What's a little less encouraging about this proposal is that it's one more instance of Congress delegating its hard decisions to others. Constitutionally or not, the Gramm-Rudman Act turned Congress's spending authority over to the executive branch. And now, bashful about voting itself a pay raise directly, it has created yet another commission, to schedule raises for all federal officials (including congressmen, just by the way) subject to the President's approval. Congress won't have to vote on this one.

Again, the substance of the measure is highly defensible. Public officials should be paid salaries competitive with what they could earn in the private sector. But appropriating .money is a congressional prerogative, and therefore a congressional duty. By ducking the responsibility, Congress is following a baleful pattern.
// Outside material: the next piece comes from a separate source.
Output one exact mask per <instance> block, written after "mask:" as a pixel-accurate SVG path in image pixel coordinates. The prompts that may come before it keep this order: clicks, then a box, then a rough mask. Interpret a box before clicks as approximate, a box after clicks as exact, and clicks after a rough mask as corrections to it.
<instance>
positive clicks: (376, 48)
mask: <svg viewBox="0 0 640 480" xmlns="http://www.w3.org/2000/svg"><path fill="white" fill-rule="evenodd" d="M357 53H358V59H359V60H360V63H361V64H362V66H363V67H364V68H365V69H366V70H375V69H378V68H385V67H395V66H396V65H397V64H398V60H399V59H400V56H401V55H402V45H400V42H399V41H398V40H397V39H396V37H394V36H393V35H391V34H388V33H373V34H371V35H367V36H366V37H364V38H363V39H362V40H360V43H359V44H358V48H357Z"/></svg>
Except in the field of foreign policy, where it has tried to muscle in on presidential authority, Congress has shown a decided preference for passing the buck. Many of its powers are routinely delegated to the administrative law of the bureaucracies, which, being less accountable, are less reluctant to exercise them. And Congress has allowed the federal courts to usurp the legislative power on such red-hot social issues as school prayer and abortion, on the flimsy pretext that the courts are merely "interpreting" the Constitution, not rewriting it; by this means the liberal agenda gets enacted without the need for legislative vote or political accountability.

It's one thing to get the government off our backs. It's another thing for our elected representatives to get self-government off their own backs. The buck may stop in the Oval Office, but it should at least pass through the two Houses of Congress.